//Cresce la povertà e va peggio per i giovani

Cresce la povertà e va peggio per i giovani

di | 2022-06-03T19:57:20+02:00 5-6-2022 7:05|Controluce|0 Commenti

Nel 2021 le famiglie in povertà assoluta in Italia erano il 7,5%, in lieve calo rispetto al 7,7% del 2020. Ma siamo diventati il Paese delle diseguaglianze sociali. Secondo l’Istat 5 milioni di persone (1,8 milioni di famiglie) sono in una situazione di povertà assoluta, cioè non hanno i mezzi per vivere con dignità. Dopo quasi dieci anni di crisi, la povertà assoluta in Italia è raddoppiata: nel 2005 circa 2 milioni di persone si trovavano in questa condizione, ovvero il 3,3% della popolazione. Tra il 2011 e il 2013 l’incremento più drammatico: in un solo triennio i poveri assoluti sono passati dal 4,4 al 7,3% della popolazione. La maggior parte di coloro che vivono in condizioni di povertà assoluta risiede nel Mezzogiorno. Sono ben il 56,1% del totale. E con l’inflazione in crescita questi numeri sono destinati a salire.

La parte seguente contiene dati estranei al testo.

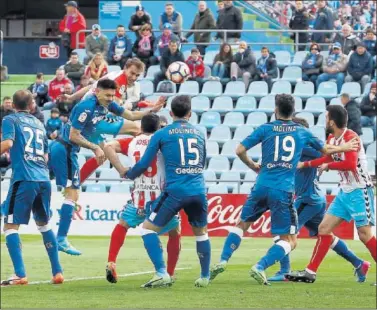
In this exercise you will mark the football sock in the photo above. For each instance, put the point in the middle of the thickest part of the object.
(66, 213)
(372, 247)
(232, 243)
(320, 250)
(14, 248)
(275, 254)
(116, 242)
(340, 247)
(203, 248)
(51, 245)
(173, 249)
(88, 169)
(153, 246)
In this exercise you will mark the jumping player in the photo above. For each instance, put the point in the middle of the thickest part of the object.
(147, 188)
(355, 200)
(30, 190)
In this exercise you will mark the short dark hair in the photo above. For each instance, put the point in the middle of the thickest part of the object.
(150, 123)
(285, 104)
(338, 114)
(181, 106)
(107, 84)
(22, 99)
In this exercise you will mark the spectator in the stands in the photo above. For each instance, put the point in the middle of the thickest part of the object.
(54, 124)
(162, 42)
(203, 20)
(300, 21)
(222, 61)
(72, 23)
(334, 67)
(370, 41)
(172, 17)
(173, 54)
(139, 19)
(74, 69)
(267, 68)
(347, 39)
(39, 90)
(360, 66)
(120, 48)
(354, 113)
(144, 46)
(312, 64)
(229, 18)
(244, 64)
(323, 21)
(96, 42)
(368, 107)
(97, 67)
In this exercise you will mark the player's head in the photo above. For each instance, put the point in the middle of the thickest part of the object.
(150, 123)
(181, 107)
(105, 91)
(133, 69)
(22, 100)
(284, 106)
(336, 118)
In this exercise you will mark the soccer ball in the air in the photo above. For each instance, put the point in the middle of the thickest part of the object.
(178, 72)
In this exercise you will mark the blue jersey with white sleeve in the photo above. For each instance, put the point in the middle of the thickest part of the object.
(86, 115)
(183, 148)
(29, 147)
(282, 146)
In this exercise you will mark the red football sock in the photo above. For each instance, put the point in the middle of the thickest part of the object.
(88, 169)
(372, 247)
(117, 239)
(173, 249)
(321, 248)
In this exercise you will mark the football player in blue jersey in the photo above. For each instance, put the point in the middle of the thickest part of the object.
(282, 144)
(184, 153)
(30, 190)
(310, 204)
(80, 128)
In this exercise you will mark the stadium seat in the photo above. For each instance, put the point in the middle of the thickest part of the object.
(351, 88)
(200, 104)
(281, 87)
(308, 116)
(327, 90)
(190, 88)
(222, 104)
(315, 105)
(292, 74)
(246, 104)
(242, 132)
(220, 134)
(235, 89)
(258, 89)
(304, 89)
(234, 120)
(256, 119)
(212, 89)
(229, 149)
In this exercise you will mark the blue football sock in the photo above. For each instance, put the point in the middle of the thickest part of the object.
(232, 243)
(203, 248)
(153, 246)
(51, 245)
(275, 254)
(342, 250)
(66, 213)
(14, 248)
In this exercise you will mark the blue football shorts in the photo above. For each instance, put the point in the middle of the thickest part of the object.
(283, 214)
(25, 197)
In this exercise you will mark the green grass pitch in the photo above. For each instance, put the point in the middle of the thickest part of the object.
(335, 286)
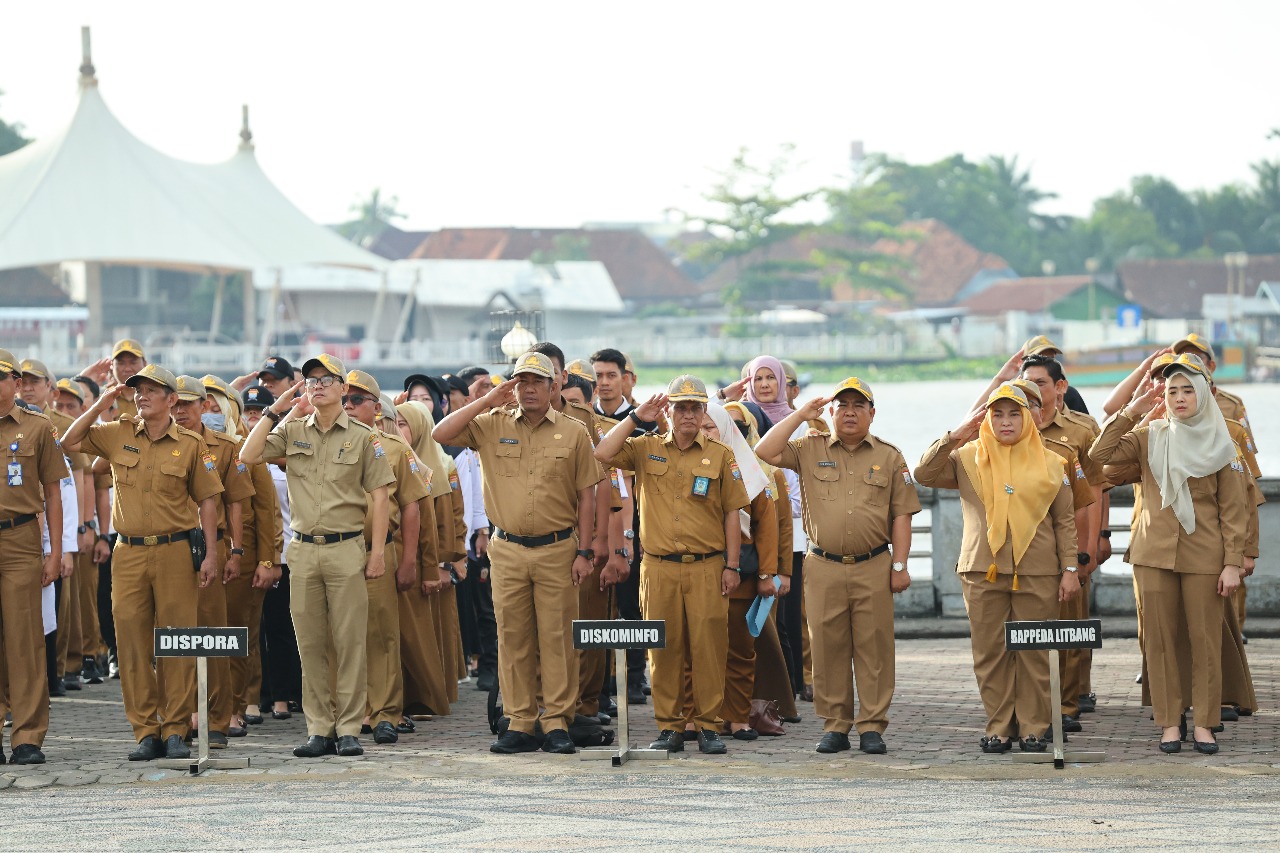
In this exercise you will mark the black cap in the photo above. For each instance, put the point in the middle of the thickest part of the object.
(278, 366)
(257, 397)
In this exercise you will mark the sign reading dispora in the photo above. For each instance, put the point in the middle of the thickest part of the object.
(201, 642)
(1059, 633)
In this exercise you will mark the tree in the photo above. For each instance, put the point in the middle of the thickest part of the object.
(10, 136)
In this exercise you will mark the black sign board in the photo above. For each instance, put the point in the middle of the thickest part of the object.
(620, 633)
(201, 642)
(1059, 633)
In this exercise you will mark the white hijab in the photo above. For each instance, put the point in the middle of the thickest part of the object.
(1193, 446)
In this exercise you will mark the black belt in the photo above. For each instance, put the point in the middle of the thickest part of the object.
(685, 557)
(327, 538)
(182, 536)
(850, 557)
(534, 542)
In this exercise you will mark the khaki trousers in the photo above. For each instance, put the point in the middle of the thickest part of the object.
(328, 597)
(154, 585)
(1014, 685)
(421, 660)
(22, 633)
(851, 625)
(593, 664)
(535, 605)
(245, 609)
(1178, 603)
(688, 596)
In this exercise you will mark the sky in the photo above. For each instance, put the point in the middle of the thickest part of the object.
(561, 113)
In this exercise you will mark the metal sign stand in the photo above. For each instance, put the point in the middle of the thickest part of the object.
(200, 762)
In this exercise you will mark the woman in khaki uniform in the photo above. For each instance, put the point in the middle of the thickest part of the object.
(1188, 539)
(1018, 559)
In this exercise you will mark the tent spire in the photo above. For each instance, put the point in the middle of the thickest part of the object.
(246, 135)
(87, 71)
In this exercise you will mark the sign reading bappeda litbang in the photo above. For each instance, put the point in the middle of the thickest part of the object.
(1059, 633)
(620, 633)
(201, 642)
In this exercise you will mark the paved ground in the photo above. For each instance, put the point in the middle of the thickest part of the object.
(442, 783)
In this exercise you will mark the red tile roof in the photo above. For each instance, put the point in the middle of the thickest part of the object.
(639, 268)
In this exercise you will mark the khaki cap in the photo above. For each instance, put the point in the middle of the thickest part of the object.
(72, 388)
(156, 374)
(535, 363)
(327, 361)
(35, 368)
(127, 345)
(365, 382)
(686, 387)
(854, 383)
(190, 388)
(1198, 342)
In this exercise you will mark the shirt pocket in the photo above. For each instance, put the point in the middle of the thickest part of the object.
(124, 465)
(877, 491)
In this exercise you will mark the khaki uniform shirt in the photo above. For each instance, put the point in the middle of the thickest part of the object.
(152, 479)
(1159, 539)
(1052, 547)
(850, 496)
(408, 487)
(329, 471)
(30, 442)
(237, 484)
(531, 474)
(675, 518)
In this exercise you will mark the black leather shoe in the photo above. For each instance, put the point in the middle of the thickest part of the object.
(670, 740)
(316, 747)
(560, 743)
(872, 743)
(512, 742)
(709, 743)
(176, 748)
(833, 742)
(147, 749)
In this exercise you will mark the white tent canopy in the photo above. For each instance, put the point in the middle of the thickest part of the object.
(95, 192)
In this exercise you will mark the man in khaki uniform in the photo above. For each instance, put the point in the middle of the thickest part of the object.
(334, 465)
(33, 466)
(229, 548)
(385, 702)
(539, 492)
(161, 473)
(858, 505)
(690, 492)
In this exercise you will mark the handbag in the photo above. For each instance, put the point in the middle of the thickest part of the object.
(764, 717)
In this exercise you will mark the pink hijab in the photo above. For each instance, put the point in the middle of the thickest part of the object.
(778, 409)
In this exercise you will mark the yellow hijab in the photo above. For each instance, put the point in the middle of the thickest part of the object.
(1015, 482)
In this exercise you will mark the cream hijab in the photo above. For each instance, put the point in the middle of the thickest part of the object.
(1194, 446)
(420, 425)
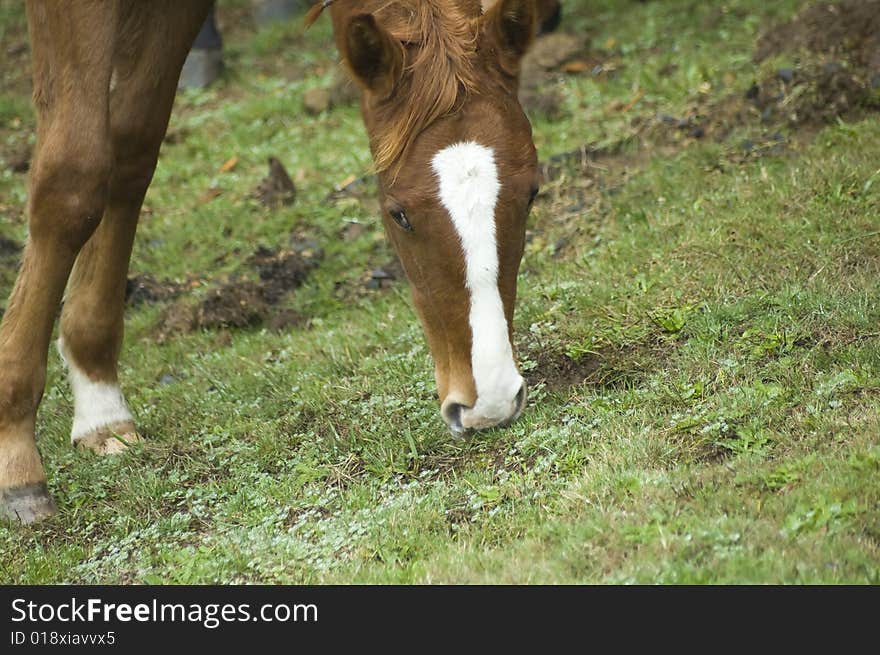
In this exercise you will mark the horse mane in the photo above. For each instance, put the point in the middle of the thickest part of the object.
(440, 45)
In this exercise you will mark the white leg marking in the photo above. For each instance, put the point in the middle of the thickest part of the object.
(469, 189)
(96, 404)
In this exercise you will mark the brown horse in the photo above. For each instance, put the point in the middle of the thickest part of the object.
(451, 145)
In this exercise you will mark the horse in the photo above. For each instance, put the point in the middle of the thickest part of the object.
(452, 150)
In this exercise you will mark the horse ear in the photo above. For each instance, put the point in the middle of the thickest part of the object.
(373, 55)
(512, 25)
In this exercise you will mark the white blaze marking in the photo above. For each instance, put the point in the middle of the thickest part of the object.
(469, 189)
(96, 404)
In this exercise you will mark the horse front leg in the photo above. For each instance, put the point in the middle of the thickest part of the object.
(68, 185)
(152, 44)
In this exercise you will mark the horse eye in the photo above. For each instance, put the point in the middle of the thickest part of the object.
(400, 218)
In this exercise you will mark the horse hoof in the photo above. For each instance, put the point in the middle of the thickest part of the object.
(110, 440)
(27, 504)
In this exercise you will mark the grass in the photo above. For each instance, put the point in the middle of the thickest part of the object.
(724, 312)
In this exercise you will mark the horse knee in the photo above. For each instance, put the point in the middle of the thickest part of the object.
(69, 190)
(20, 391)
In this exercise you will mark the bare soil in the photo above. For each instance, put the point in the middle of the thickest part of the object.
(241, 303)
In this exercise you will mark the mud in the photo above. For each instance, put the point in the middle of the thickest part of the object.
(551, 56)
(617, 366)
(848, 30)
(144, 289)
(277, 188)
(836, 76)
(242, 303)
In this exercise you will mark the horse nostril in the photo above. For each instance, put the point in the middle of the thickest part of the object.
(452, 415)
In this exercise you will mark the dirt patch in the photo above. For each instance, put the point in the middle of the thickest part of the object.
(611, 367)
(144, 289)
(276, 189)
(242, 303)
(281, 271)
(839, 78)
(551, 56)
(848, 30)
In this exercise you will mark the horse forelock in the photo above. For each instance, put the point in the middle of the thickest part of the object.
(439, 39)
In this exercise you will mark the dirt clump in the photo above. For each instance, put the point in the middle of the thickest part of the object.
(848, 29)
(835, 75)
(242, 303)
(281, 271)
(145, 289)
(277, 188)
(551, 56)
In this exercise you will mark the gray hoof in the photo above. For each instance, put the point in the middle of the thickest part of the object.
(27, 504)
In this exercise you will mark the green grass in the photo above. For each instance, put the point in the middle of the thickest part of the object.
(730, 311)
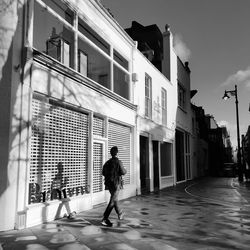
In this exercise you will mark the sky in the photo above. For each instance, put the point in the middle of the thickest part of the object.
(214, 37)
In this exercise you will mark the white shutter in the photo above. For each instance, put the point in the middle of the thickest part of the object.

In Italia la povertà penalizza soprattutto i giovani

C’è un altro dato che emerge: la povertà continua ad aumentare tra le fasce più giovani e così aumenta anche il divario di reddito tra generazioni e inter-generazionale.
Nel 2007 l’incidenza della povertà tra i giovani tra i 18 e i 34 anni era del 2,7%. Oggi il dato è più che triplicato, e sfiora il 10%. Ed è raddoppiato se si prendono in considerazione gli adulti tra i 35 e i 64 anni tra cui ci sono molti genitori dei giovani “poveri”. Significa, scrive Emanuele Ranci Ortigosa nel suo libro “Contro la povertà”, che a entrare in crisi sono soprattutto le famiglie. E vivere in una famiglia in condizioni di povertà penalizza seriamente le prospettive dei bambini. In assoluto la categoria più colpita.
Un rapporto del McKinsey Global Institute, “Più poveri dei genitori? Il reddito piatto o in calo nelle economie avanzate”, rileva che tra il 2005 e il 2014 circa il 70% delle famiglie europee ha subìto una diminuzione o uno stallo della propria condizione economica, che riguarda addirittura il 97% delle famiglie in Italia. I Millennials sono più poveri della generazione precedente di ben il 17%. Eurostat, inoltre, ci dice che in Italia il reddito del quinto dei cittadini più ricchi è 6,3 volte quello del quinto dei più poveri. Anche Oxfam denuncia le mancanze del sistema economico attuale, che “consente solo a una ristretta élite di accumulare enormi fortune, mentre nel mondo centinaia di milioni di persone lottano per la sopravvivenza con salari da fame”. L’82% dell’incremento di ricchezza globale è finito nelle casseforti dell’1% più ricco della popolazione.

La povertà, un problema mondiale

Emanuele Ranci Ortigosa afferma: “Il figlio dell’operaio farà, se è fortunato, l’operaio”. Chi è in difficoltà economiche vive una condizione di fragilità che gli rende difficile cogliere le opportunità, sfruttare il proprio talento, cercare di riscattarsi. Secondo Ranci Ortigosa i livelli di povertà e disuguaglianza elevati costituiscono un impedimento allo sviluppo del capitale umano e alla crescita economica tali da poter essere considerati la sfida dei prossimi anni, la “questione sociale più rilevante accanto e unitamente a quelle del lavoro e dell’occupazione”. Preoccupa soprattutto la “trasmissione” generazionale della povertà, “di padre in figlio”. Già solo ridurla significherebbe mettere un freno al dilagare della disuguaglianza.
In Italia il numero di bambini ed adolescenti che vivono in condizioni di povertà assoluta è più che raddoppiato negli ultimi dieci anni. Ed è ovvio che i bambini delle famiglie più povere hanno una maggiore probabilità di fallimento scolastico, di abbandonare precocemente la scuola e non raggiungere mai livelli minimi di apprendimento. Così, privati dell’opportunità di sviluppare i propri talenti, soffriranno probabilmente la privazione economica e sociale da adulti.
Secondo l’indagine OCSE-PISA (Programme for International Student Assessment), che accerta l’apprendimento dei minori scolarizzati, sono più di 100.000 su un totale di quasi mezzo milione (il 20%) gli alunni di 15 anni che non raggiungono i livelli minimi di competenze in matematica e lettura in Italia. Nella maggior parte dei casi provengono da contesti svantaggiati.